"Older brother! Salam Aleikum!" My voice reaches across the small market place to the young Uygur vendor bent smiling over a rack of hot coals and lamb kebabs. I slip in between the cardboard cooler and stand-up grill as though I really have done it a thousand times before and help him fan the grill. He looks a little confused. But he's rolling with it. The Han chinese customers look even more confused. Is it a joke?
As I pick up local accents it's not uncommon for people to mistake me as local. (Not, loco). In Mexico people would ask, "what part of Mexico is Canada in?" In Germany it was, "I used to work with another guy from Albania." Here in China, I always get, "so you're from Xinjiang?" Maybe? It depends who's asking.
While haggling over "antiques" in a market once I was given the ugly eye by a shopkeeper who agreed to a lower price only after I convinced her that I'm REALLY NOT Muslim. And that's no compliment to my Mandarin either. China's massive peasant class and struglling education system leaves millions of rural people inefficient in all but their local language or dialect. Unfortunately for them the "ordinary language," Mandarin, doesn't help their plight. The word for culture, civilised, and litterate are all expressed by the same term, Wenhua. The opposite of this is Wenmang, litterally meaning "language blind" or illiterate, but potentially refering to blindness to culture, civility, etc. With language cues such as these it's not surprising that prejudice and stereotyping are very common attitudes here. For the Uygurs from Xinjiang it also doesn't help that they really do have a few bad eggs in the basket. (It's all relative mind you.)
Looking at a map of China you see Xinijang, the country's largest province, hanging on to the NW corner like a big chip of earthenware that's been glued onto the edge of a broken plater. Indeed the local Uygur population, who are proud of their Muslim culture and Turkic language, have been enduring the binding forces of the Han military for decades. No, centuries. Like many regions in China, Xinjiang was semi-independant up until the 1950s when Mao started his broad campaign to unify the nation. There is still a small but strong movement for independance led by a group called the East Turkestan Islamic Movement.
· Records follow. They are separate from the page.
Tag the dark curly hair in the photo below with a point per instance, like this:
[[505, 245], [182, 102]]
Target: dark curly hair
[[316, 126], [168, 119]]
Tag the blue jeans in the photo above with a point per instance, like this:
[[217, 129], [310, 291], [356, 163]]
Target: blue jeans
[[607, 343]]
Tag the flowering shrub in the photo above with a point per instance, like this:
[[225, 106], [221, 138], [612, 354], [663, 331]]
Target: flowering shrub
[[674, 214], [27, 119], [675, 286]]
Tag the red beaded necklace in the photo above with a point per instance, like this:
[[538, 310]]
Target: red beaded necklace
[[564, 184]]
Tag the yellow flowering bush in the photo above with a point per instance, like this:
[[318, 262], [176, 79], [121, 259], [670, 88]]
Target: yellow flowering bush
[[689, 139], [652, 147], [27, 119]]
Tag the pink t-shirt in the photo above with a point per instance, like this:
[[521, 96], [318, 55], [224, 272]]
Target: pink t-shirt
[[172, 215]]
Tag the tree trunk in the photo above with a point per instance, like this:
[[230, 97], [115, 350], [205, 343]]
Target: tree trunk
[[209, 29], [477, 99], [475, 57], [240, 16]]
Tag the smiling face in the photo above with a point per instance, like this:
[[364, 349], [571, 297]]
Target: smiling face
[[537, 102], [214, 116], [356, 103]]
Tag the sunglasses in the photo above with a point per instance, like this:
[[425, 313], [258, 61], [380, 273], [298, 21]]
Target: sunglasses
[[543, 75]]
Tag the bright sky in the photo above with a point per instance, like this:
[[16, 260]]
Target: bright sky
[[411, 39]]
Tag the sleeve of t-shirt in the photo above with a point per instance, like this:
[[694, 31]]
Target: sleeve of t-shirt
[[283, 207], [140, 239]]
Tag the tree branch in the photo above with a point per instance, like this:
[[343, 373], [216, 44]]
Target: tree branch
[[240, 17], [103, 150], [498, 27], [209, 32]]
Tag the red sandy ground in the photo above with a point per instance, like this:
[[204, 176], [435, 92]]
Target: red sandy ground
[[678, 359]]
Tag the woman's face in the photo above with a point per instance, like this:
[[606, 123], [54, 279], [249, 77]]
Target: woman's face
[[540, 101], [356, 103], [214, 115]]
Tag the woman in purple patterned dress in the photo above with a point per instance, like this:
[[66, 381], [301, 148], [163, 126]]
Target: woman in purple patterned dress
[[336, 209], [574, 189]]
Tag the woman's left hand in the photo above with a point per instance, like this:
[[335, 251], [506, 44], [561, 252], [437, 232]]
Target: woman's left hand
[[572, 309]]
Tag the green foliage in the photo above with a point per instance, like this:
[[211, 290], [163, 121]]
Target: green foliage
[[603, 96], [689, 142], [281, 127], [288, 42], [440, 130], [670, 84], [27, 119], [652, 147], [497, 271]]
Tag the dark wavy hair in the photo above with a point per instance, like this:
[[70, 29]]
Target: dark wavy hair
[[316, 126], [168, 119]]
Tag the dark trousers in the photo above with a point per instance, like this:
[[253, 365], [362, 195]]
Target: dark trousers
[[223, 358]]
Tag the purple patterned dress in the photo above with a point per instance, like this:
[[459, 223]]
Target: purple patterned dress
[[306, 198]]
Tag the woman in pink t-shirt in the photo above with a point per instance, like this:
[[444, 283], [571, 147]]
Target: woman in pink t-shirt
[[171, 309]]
In 2002 this group was formally recognised by the Bush administration as an official terrorist organisation with strong ties to Al Qaeda. More than anything it helps the Chinese government talk big and hit hard, while gainning the support of their citizens. These days, regardless of the crime, everybody in China loves to blame a Muslim.
Fortunately for me, I've never met a Muslim I didn't like and Uygur food is one of my favourite cuisines. Combinations of spicy lamb kebabs, hand-pulled noodle soup, frisbee size nan breads, and cold plates of smashed cucumber with garlic, chili, and sesame oil are part of my nutritionist's recommended daily intake. So I have no problem with being accused of an overly discerning palate, a love for fine woolen rugs, or an appreciation for a well groomed mustache. I could even go so far as to say that Xinjiang, is my Brotherland. But I wouldn't want to taken for a, well, you know, ...ist.
It's fun being faux-Mus. A dark eyed, dark curly haired boy with imperfect chinese and an "on-demand" country accent. People must often wonder, "is he a foreign friend? Or a Muslim crook?" So I have fun with it. I throw out my one line greeting to every Muslim person I see. "Salam Aleikum!" Instant friendship. I smile at the Han and tell them I'm from Canada, the honourable homeland of the valiant and brave Norman Bethune. Instant liking. Suddenly it matters to neither group who I am or where I'm from, were all having fun.
By the way, the stache and the white hat in the photo were borrowed from my brother Ali in a quick photoshop session.